Food Poisoning Is All Around You!

Food PoisoningJrI wrote a post about food poisoning personal injury cases not too long ago. That was before Americans everywhere started dropping like flies from a whole variety of very recent food poisoning cases and subsequent food recalls when the problem is revealed.

Wow. A simple internet search shows that there have been very recent recalls for ground beef, potato salad, bags of broccoli salad, iceberg lettuce, barbeque beans, ham, chicken, cilantro and even dog “jerky” treats. Now they’re even poisoning our pets.

What’s going on?
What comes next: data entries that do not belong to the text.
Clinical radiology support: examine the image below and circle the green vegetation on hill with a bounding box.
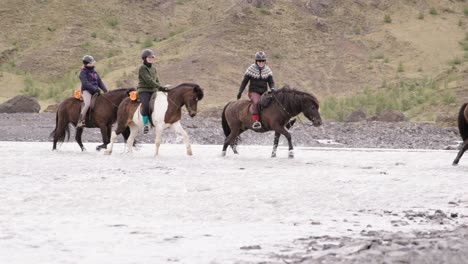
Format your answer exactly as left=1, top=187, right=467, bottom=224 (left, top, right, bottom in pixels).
left=0, top=0, right=468, bottom=120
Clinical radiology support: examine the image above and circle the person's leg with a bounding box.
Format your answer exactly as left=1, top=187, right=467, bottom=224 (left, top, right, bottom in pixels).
left=249, top=92, right=262, bottom=129
left=77, top=91, right=92, bottom=127
left=138, top=92, right=152, bottom=134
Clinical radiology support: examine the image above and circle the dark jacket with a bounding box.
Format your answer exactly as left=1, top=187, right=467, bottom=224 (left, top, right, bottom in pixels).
left=80, top=66, right=107, bottom=94
left=239, top=64, right=275, bottom=94
left=138, top=64, right=162, bottom=92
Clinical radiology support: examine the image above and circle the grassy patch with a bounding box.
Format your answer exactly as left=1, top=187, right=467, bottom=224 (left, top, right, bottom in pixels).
left=384, top=15, right=392, bottom=24
left=107, top=17, right=120, bottom=29
left=169, top=27, right=185, bottom=37
left=320, top=80, right=444, bottom=121
left=21, top=74, right=41, bottom=98
left=397, top=62, right=405, bottom=72
left=141, top=36, right=153, bottom=49
left=418, top=11, right=424, bottom=20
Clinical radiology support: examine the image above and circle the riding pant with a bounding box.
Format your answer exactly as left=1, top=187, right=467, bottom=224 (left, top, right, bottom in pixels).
left=81, top=90, right=93, bottom=117
left=249, top=92, right=262, bottom=115
left=138, top=92, right=154, bottom=116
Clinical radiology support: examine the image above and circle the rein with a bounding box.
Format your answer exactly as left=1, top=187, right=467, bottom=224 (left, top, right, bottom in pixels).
left=271, top=93, right=305, bottom=126
left=101, top=94, right=119, bottom=108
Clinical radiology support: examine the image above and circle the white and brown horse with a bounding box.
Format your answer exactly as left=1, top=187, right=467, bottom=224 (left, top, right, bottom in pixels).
left=105, top=83, right=203, bottom=156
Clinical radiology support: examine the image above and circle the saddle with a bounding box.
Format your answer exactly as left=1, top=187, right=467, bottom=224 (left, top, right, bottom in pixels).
left=140, top=92, right=158, bottom=127
left=249, top=93, right=273, bottom=125
left=80, top=93, right=100, bottom=123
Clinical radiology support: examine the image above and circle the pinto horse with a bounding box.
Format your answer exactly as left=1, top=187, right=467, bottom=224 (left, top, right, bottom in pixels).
left=452, top=103, right=468, bottom=166
left=105, top=83, right=203, bottom=156
left=221, top=86, right=322, bottom=158
left=50, top=88, right=135, bottom=151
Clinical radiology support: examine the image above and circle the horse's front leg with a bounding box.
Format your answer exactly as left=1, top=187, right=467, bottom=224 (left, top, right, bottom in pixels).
left=221, top=128, right=240, bottom=157
left=104, top=131, right=117, bottom=155
left=172, top=121, right=192, bottom=156
left=127, top=123, right=138, bottom=153
left=275, top=127, right=294, bottom=158
left=271, top=131, right=281, bottom=158
left=154, top=122, right=164, bottom=157
left=96, top=126, right=110, bottom=151
left=452, top=139, right=468, bottom=166
left=75, top=127, right=86, bottom=151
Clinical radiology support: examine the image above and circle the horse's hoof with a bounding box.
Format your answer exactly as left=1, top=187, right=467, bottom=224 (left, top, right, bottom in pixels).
left=96, top=145, right=107, bottom=151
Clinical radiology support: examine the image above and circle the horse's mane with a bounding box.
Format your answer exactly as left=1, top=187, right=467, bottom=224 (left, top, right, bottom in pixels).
left=171, top=83, right=204, bottom=100
left=109, top=87, right=136, bottom=92
left=274, top=85, right=319, bottom=109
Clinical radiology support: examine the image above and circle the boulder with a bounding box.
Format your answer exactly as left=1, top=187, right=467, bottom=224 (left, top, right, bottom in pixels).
left=435, top=115, right=458, bottom=127
left=44, top=104, right=59, bottom=113
left=373, top=110, right=406, bottom=122
left=345, top=109, right=367, bottom=122
left=0, top=95, right=41, bottom=113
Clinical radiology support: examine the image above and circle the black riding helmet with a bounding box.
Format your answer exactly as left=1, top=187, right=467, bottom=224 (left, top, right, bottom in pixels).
left=82, top=55, right=95, bottom=65
left=141, top=49, right=154, bottom=60
left=255, top=51, right=266, bottom=61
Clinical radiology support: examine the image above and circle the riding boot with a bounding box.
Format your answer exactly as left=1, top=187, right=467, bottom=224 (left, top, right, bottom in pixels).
left=76, top=114, right=85, bottom=127
left=143, top=116, right=149, bottom=134
left=286, top=118, right=296, bottom=130
left=252, top=114, right=262, bottom=129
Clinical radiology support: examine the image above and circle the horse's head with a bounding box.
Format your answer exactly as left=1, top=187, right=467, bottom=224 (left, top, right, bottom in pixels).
left=302, top=95, right=322, bottom=127
left=184, top=84, right=203, bottom=117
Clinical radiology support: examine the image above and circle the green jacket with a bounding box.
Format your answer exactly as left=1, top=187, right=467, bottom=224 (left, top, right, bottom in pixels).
left=138, top=64, right=162, bottom=92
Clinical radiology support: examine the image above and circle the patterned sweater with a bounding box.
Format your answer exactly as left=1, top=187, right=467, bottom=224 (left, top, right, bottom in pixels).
left=239, top=64, right=275, bottom=94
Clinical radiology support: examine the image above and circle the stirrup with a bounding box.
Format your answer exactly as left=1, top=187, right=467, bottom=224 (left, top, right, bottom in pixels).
left=286, top=118, right=296, bottom=129
left=252, top=121, right=262, bottom=129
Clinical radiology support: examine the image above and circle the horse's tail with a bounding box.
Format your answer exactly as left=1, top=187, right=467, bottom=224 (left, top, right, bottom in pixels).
left=50, top=108, right=70, bottom=147
left=221, top=103, right=231, bottom=137
left=458, top=103, right=468, bottom=141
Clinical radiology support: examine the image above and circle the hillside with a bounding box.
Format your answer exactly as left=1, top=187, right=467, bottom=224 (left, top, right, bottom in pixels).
left=0, top=0, right=468, bottom=121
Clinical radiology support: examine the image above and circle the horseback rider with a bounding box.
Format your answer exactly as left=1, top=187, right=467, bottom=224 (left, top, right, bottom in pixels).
left=77, top=55, right=107, bottom=127
left=137, top=49, right=168, bottom=134
left=237, top=51, right=275, bottom=129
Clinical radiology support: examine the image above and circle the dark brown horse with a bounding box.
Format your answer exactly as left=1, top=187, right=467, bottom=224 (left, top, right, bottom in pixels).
left=50, top=88, right=135, bottom=151
left=105, top=83, right=203, bottom=156
left=222, top=86, right=322, bottom=158
left=452, top=103, right=468, bottom=166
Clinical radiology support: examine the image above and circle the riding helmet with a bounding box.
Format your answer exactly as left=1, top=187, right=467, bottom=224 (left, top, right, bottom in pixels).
left=255, top=51, right=266, bottom=61
left=83, top=55, right=95, bottom=65
left=141, top=49, right=154, bottom=59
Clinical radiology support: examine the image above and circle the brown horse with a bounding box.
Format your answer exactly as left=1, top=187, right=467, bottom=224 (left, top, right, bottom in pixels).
left=452, top=103, right=468, bottom=166
left=105, top=83, right=203, bottom=156
left=221, top=86, right=322, bottom=158
left=50, top=88, right=135, bottom=151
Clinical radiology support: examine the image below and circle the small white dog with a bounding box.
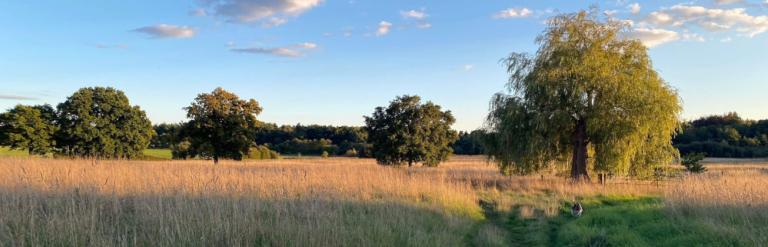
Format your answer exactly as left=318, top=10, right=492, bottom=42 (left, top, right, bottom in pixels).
left=571, top=202, right=584, bottom=217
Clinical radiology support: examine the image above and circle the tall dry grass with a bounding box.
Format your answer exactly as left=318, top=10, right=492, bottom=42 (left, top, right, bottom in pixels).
left=0, top=157, right=768, bottom=246
left=0, top=158, right=483, bottom=246
left=665, top=170, right=768, bottom=246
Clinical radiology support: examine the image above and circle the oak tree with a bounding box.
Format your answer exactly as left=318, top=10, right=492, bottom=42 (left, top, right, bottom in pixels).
left=365, top=95, right=458, bottom=166
left=56, top=87, right=154, bottom=159
left=183, top=88, right=262, bottom=164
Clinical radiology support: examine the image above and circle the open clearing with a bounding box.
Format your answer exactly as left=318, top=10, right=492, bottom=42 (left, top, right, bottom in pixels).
left=0, top=157, right=768, bottom=246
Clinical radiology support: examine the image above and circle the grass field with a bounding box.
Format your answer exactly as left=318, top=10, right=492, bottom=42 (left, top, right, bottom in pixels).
left=0, top=153, right=768, bottom=246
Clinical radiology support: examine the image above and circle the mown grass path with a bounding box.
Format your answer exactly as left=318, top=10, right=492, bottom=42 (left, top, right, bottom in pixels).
left=480, top=194, right=749, bottom=246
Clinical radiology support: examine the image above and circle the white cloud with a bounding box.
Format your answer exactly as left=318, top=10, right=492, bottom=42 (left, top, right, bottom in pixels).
left=189, top=8, right=208, bottom=16
left=94, top=44, right=128, bottom=49
left=715, top=0, right=744, bottom=5
left=682, top=32, right=707, bottom=42
left=0, top=94, right=38, bottom=100
left=400, top=10, right=429, bottom=20
left=400, top=9, right=432, bottom=29
left=203, top=0, right=323, bottom=26
left=299, top=42, right=317, bottom=49
left=416, top=22, right=432, bottom=29
left=261, top=17, right=287, bottom=28
left=133, top=24, right=197, bottom=39
left=629, top=28, right=680, bottom=48
left=376, top=21, right=392, bottom=36
left=493, top=8, right=533, bottom=19
left=230, top=42, right=317, bottom=57
left=646, top=4, right=768, bottom=37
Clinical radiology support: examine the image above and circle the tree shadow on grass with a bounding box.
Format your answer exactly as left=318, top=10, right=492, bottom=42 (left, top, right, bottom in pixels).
left=0, top=189, right=477, bottom=246
left=551, top=196, right=749, bottom=246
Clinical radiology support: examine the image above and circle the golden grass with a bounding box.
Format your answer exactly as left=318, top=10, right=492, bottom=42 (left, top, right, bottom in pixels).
left=0, top=157, right=768, bottom=246
left=0, top=158, right=483, bottom=246
left=665, top=170, right=768, bottom=246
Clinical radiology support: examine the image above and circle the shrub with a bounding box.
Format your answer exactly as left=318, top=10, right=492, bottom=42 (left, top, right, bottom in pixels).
left=680, top=153, right=707, bottom=173
left=344, top=148, right=357, bottom=157
left=248, top=145, right=280, bottom=160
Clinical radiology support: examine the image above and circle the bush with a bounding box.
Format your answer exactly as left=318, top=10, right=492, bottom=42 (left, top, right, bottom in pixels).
left=344, top=148, right=357, bottom=157
left=248, top=145, right=280, bottom=160
left=680, top=153, right=707, bottom=173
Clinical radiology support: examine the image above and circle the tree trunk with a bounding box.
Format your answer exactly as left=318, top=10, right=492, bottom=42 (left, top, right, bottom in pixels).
left=571, top=118, right=589, bottom=182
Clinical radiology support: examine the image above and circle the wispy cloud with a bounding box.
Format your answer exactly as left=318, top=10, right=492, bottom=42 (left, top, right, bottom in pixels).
left=400, top=10, right=428, bottom=20
left=629, top=28, right=680, bottom=47
left=93, top=44, right=128, bottom=49
left=230, top=42, right=318, bottom=57
left=376, top=21, right=392, bottom=36
left=0, top=94, right=38, bottom=100
left=133, top=24, right=197, bottom=39
left=202, top=0, right=323, bottom=27
left=641, top=4, right=768, bottom=37
left=400, top=9, right=432, bottom=29
left=493, top=8, right=533, bottom=19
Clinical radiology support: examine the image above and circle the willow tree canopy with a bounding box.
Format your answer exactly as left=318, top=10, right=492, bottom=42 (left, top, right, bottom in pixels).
left=487, top=11, right=682, bottom=180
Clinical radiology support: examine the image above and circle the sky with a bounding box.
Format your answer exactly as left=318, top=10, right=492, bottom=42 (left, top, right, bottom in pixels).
left=0, top=0, right=768, bottom=130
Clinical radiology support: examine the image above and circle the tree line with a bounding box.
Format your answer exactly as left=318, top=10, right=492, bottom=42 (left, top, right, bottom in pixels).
left=673, top=112, right=768, bottom=158
left=0, top=87, right=154, bottom=159
left=0, top=87, right=458, bottom=166
left=0, top=9, right=720, bottom=181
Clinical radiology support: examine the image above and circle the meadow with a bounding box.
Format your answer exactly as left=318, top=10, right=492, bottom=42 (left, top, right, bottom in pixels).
left=0, top=156, right=768, bottom=246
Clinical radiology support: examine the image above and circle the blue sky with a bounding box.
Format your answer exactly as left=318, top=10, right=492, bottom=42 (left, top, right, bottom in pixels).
left=0, top=0, right=768, bottom=130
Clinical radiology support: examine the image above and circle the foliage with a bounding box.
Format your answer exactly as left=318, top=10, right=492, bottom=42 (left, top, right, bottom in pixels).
left=673, top=112, right=768, bottom=158
left=183, top=88, right=262, bottom=163
left=248, top=145, right=280, bottom=160
left=486, top=11, right=681, bottom=180
left=680, top=153, right=707, bottom=173
left=142, top=149, right=173, bottom=160
left=0, top=105, right=56, bottom=155
left=254, top=124, right=367, bottom=155
left=365, top=95, right=458, bottom=166
left=149, top=123, right=183, bottom=148
left=56, top=87, right=154, bottom=158
left=452, top=129, right=485, bottom=155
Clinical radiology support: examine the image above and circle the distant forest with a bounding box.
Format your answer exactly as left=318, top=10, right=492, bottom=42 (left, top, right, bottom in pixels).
left=150, top=113, right=768, bottom=158
left=672, top=112, right=768, bottom=158
left=149, top=123, right=484, bottom=157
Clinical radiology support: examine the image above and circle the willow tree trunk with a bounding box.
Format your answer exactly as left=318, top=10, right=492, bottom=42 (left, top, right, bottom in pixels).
left=571, top=118, right=589, bottom=181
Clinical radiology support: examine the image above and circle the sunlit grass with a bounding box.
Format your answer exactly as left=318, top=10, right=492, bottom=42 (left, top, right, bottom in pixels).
left=0, top=157, right=768, bottom=246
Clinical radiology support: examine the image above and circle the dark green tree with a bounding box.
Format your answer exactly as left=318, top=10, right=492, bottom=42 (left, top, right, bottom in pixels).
left=0, top=105, right=56, bottom=155
left=486, top=11, right=681, bottom=180
left=453, top=130, right=485, bottom=155
left=185, top=88, right=261, bottom=164
left=680, top=153, right=707, bottom=173
left=56, top=87, right=154, bottom=159
left=365, top=95, right=458, bottom=167
left=149, top=123, right=182, bottom=148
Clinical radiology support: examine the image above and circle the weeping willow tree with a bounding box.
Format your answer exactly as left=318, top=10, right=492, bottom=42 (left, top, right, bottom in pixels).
left=486, top=11, right=682, bottom=180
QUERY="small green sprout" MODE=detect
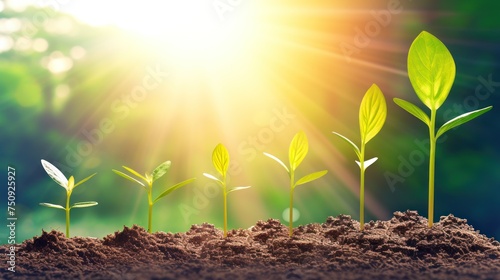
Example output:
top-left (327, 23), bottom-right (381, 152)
top-left (40, 159), bottom-right (97, 238)
top-left (264, 131), bottom-right (328, 237)
top-left (113, 161), bottom-right (196, 233)
top-left (333, 84), bottom-right (387, 230)
top-left (394, 31), bottom-right (492, 227)
top-left (203, 144), bottom-right (250, 238)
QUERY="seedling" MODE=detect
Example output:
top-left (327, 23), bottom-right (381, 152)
top-left (333, 84), bottom-right (387, 230)
top-left (40, 159), bottom-right (97, 238)
top-left (203, 144), bottom-right (250, 238)
top-left (113, 161), bottom-right (196, 233)
top-left (264, 131), bottom-right (328, 237)
top-left (394, 31), bottom-right (492, 227)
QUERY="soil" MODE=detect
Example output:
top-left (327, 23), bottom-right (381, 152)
top-left (0, 211), bottom-right (500, 279)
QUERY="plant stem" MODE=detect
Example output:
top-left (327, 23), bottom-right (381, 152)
top-left (359, 143), bottom-right (365, 231)
top-left (224, 188), bottom-right (227, 238)
top-left (427, 110), bottom-right (437, 227)
top-left (288, 170), bottom-right (295, 237)
top-left (66, 192), bottom-right (71, 238)
top-left (148, 184), bottom-right (153, 233)
top-left (222, 175), bottom-right (227, 238)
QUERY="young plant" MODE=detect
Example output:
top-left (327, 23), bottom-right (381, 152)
top-left (333, 84), bottom-right (387, 230)
top-left (394, 31), bottom-right (492, 227)
top-left (264, 131), bottom-right (328, 237)
top-left (113, 161), bottom-right (196, 233)
top-left (203, 144), bottom-right (250, 238)
top-left (40, 159), bottom-right (97, 238)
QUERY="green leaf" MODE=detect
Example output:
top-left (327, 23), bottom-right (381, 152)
top-left (264, 153), bottom-right (290, 173)
top-left (226, 186), bottom-right (252, 194)
top-left (40, 202), bottom-right (66, 210)
top-left (212, 144), bottom-right (229, 177)
top-left (436, 106), bottom-right (493, 139)
top-left (394, 98), bottom-right (431, 126)
top-left (408, 31), bottom-right (456, 110)
top-left (122, 166), bottom-right (149, 183)
top-left (359, 84), bottom-right (387, 144)
top-left (294, 170), bottom-right (328, 187)
top-left (113, 169), bottom-right (146, 187)
top-left (151, 160), bottom-right (172, 182)
top-left (203, 173), bottom-right (222, 184)
top-left (356, 157), bottom-right (378, 170)
top-left (332, 131), bottom-right (361, 158)
top-left (42, 159), bottom-right (68, 190)
top-left (73, 173), bottom-right (97, 188)
top-left (70, 201), bottom-right (97, 208)
top-left (288, 131), bottom-right (309, 171)
top-left (153, 178), bottom-right (196, 204)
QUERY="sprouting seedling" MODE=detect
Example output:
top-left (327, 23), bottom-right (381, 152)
top-left (40, 159), bottom-right (97, 238)
top-left (203, 144), bottom-right (250, 238)
top-left (113, 161), bottom-right (196, 233)
top-left (264, 131), bottom-right (328, 237)
top-left (394, 31), bottom-right (492, 227)
top-left (333, 84), bottom-right (387, 230)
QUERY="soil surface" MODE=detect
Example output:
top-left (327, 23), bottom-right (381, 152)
top-left (0, 211), bottom-right (500, 279)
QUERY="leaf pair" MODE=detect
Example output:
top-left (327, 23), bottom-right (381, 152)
top-left (264, 131), bottom-right (328, 237)
top-left (41, 159), bottom-right (97, 192)
top-left (333, 84), bottom-right (387, 230)
top-left (203, 144), bottom-right (251, 194)
top-left (40, 159), bottom-right (97, 237)
top-left (264, 131), bottom-right (328, 188)
top-left (203, 144), bottom-right (250, 238)
top-left (394, 31), bottom-right (492, 139)
top-left (113, 160), bottom-right (196, 204)
top-left (333, 84), bottom-right (387, 169)
top-left (40, 159), bottom-right (98, 210)
top-left (394, 31), bottom-right (492, 227)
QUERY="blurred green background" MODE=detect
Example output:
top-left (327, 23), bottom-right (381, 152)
top-left (0, 0), bottom-right (500, 244)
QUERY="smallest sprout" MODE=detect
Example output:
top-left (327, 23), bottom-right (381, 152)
top-left (40, 159), bottom-right (97, 237)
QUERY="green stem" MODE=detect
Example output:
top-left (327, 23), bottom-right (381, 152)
top-left (222, 176), bottom-right (227, 238)
top-left (224, 190), bottom-right (227, 238)
top-left (148, 184), bottom-right (153, 233)
top-left (359, 143), bottom-right (365, 231)
top-left (66, 192), bottom-right (71, 238)
top-left (427, 110), bottom-right (436, 227)
top-left (288, 170), bottom-right (295, 237)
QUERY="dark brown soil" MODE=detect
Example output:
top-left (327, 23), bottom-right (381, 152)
top-left (0, 211), bottom-right (500, 279)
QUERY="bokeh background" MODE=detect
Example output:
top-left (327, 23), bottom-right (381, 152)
top-left (0, 0), bottom-right (500, 243)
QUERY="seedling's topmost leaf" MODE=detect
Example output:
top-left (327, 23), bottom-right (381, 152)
top-left (288, 131), bottom-right (309, 171)
top-left (408, 31), bottom-right (456, 110)
top-left (42, 159), bottom-right (68, 191)
top-left (151, 160), bottom-right (172, 182)
top-left (212, 144), bottom-right (229, 178)
top-left (359, 84), bottom-right (387, 144)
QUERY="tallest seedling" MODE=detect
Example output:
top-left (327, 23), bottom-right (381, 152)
top-left (394, 31), bottom-right (492, 227)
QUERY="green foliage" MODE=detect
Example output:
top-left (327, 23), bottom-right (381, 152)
top-left (264, 131), bottom-right (328, 237)
top-left (40, 159), bottom-right (97, 237)
top-left (113, 161), bottom-right (196, 233)
top-left (203, 144), bottom-right (251, 238)
top-left (333, 84), bottom-right (387, 230)
top-left (394, 31), bottom-right (492, 227)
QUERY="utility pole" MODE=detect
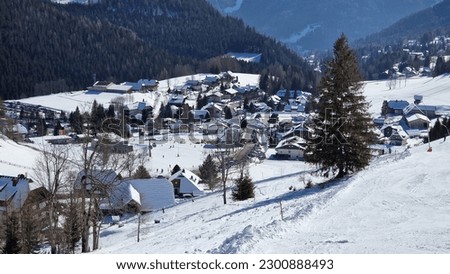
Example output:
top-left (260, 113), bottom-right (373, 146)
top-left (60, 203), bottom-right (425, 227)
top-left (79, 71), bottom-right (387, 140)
top-left (220, 151), bottom-right (227, 205)
top-left (137, 212), bottom-right (141, 243)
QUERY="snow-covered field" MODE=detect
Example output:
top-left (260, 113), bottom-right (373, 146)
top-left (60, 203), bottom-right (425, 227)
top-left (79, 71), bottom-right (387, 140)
top-left (364, 74), bottom-right (450, 115)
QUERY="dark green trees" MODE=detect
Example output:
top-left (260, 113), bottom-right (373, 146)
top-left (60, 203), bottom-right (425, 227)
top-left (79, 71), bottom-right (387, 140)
top-left (133, 165), bottom-right (151, 179)
top-left (231, 175), bottom-right (255, 201)
top-left (305, 34), bottom-right (375, 178)
top-left (198, 155), bottom-right (220, 189)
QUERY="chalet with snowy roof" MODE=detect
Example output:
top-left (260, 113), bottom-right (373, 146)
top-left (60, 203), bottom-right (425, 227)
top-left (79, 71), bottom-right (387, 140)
top-left (100, 183), bottom-right (141, 215)
top-left (189, 109), bottom-right (211, 122)
top-left (224, 88), bottom-right (238, 99)
top-left (276, 89), bottom-right (302, 99)
top-left (123, 79), bottom-right (159, 92)
top-left (0, 175), bottom-right (30, 215)
top-left (203, 75), bottom-right (220, 87)
top-left (225, 52), bottom-right (262, 63)
top-left (387, 100), bottom-right (409, 115)
top-left (169, 169), bottom-right (204, 196)
top-left (406, 113), bottom-right (430, 130)
top-left (403, 104), bottom-right (437, 119)
top-left (275, 136), bottom-right (306, 160)
top-left (167, 95), bottom-right (186, 107)
top-left (87, 81), bottom-right (133, 94)
top-left (380, 124), bottom-right (409, 146)
top-left (184, 80), bottom-right (203, 91)
top-left (202, 102), bottom-right (223, 118)
top-left (128, 178), bottom-right (175, 212)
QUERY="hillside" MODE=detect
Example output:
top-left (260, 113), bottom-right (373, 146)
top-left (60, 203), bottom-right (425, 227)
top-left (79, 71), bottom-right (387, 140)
top-left (0, 0), bottom-right (180, 99)
top-left (361, 0), bottom-right (450, 45)
top-left (208, 0), bottom-right (439, 52)
top-left (0, 74), bottom-right (450, 254)
top-left (92, 134), bottom-right (450, 254)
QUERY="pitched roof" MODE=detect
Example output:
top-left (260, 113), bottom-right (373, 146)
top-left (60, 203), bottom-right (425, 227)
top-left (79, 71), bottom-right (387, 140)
top-left (275, 136), bottom-right (306, 150)
top-left (74, 169), bottom-right (117, 190)
top-left (169, 169), bottom-right (204, 194)
top-left (126, 178), bottom-right (175, 212)
top-left (388, 100), bottom-right (409, 109)
top-left (100, 182), bottom-right (141, 209)
top-left (406, 113), bottom-right (430, 123)
top-left (0, 176), bottom-right (30, 211)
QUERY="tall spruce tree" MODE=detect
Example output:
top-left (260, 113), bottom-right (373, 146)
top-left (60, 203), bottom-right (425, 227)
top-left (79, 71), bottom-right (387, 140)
top-left (198, 154), bottom-right (220, 190)
top-left (305, 34), bottom-right (375, 178)
top-left (231, 174), bottom-right (255, 201)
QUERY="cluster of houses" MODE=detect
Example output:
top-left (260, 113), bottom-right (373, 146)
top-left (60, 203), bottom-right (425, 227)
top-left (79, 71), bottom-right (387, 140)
top-left (0, 169), bottom-right (204, 221)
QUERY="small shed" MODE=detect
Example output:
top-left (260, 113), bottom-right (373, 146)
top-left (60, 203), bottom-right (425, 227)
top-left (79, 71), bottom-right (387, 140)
top-left (169, 169), bottom-right (204, 196)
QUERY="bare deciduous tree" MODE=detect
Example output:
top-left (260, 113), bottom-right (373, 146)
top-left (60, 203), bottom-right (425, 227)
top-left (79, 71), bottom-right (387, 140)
top-left (34, 145), bottom-right (73, 253)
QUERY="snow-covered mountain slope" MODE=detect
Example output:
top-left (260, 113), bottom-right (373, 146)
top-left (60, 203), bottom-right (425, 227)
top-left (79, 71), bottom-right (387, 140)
top-left (364, 74), bottom-right (450, 115)
top-left (93, 137), bottom-right (450, 253)
top-left (0, 133), bottom-right (39, 176)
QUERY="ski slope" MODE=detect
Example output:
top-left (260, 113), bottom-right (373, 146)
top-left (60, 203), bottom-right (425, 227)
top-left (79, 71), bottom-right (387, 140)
top-left (96, 140), bottom-right (450, 254)
top-left (364, 74), bottom-right (450, 115)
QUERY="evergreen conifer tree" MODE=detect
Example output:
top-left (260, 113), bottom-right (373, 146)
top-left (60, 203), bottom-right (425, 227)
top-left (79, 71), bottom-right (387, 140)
top-left (199, 154), bottom-right (220, 189)
top-left (133, 165), bottom-right (151, 179)
top-left (305, 34), bottom-right (375, 178)
top-left (3, 213), bottom-right (21, 254)
top-left (171, 165), bottom-right (181, 175)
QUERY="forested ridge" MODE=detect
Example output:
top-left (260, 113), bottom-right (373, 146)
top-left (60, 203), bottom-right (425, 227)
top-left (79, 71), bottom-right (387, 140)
top-left (0, 0), bottom-right (315, 99)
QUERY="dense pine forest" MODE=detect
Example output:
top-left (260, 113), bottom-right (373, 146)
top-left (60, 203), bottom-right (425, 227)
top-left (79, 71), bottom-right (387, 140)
top-left (0, 0), bottom-right (317, 99)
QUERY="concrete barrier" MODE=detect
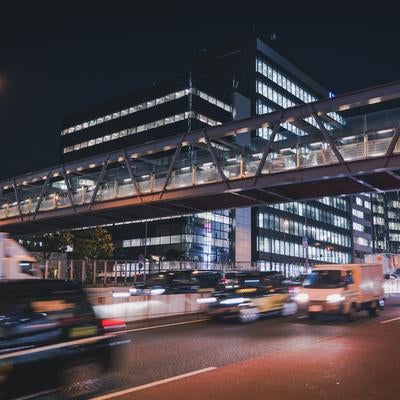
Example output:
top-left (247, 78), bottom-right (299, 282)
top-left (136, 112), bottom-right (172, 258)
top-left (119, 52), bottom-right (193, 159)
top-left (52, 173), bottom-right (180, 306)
top-left (86, 288), bottom-right (207, 322)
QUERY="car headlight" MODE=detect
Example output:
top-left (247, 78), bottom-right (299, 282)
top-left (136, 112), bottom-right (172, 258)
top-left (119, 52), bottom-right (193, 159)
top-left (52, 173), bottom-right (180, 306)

This recent rash of rash of food poisoning cases could be just a figment of collective media hysteria or it could be a culmination of food-related coincidences.

Another thought: Personal injury lawyers and consumer experts know that there is unprecedented pressure on food producers to keep prices low for discount box stores and sometimes quality suffers especially if they end up purchasing food across our national border to the south where food inspections and quality control are a rare event.

As an injury attorney, the tricky thing about food poisoning is proving you had food poisoning. When what you ate was so toxic that your body wants to expel it as far as possible in every direction, there is a legal causation problem with “evidence preservation”.

If you feel yourself getting sick after eating something – especially if it tasted “suspicious” while eating that vile concoction – make sure that if that food comes back up for a visit, it is saved. The easiest way to diagnose food poisoning is with a sample of uneaten food or food partially digested.

Typically, people with food poisoning are so sick all the evidence is flushed away and when the patient is now an empty vessel, ready to see a physician, all that can be determined is the patient is dehydrated. There’s no evidence in residence left.

Because true food poisoning cases can be public health issues, your County wants to be involved to prevent other people from being poisoned from other restaurants or supermarkets. Go to the ER with your sample (and someone to keep you vertical) and insist the County Epidemiologist inspect the sample. If it tests positive, word will get out to protect the public from what you just experienced.

You’ll be doing the public a service.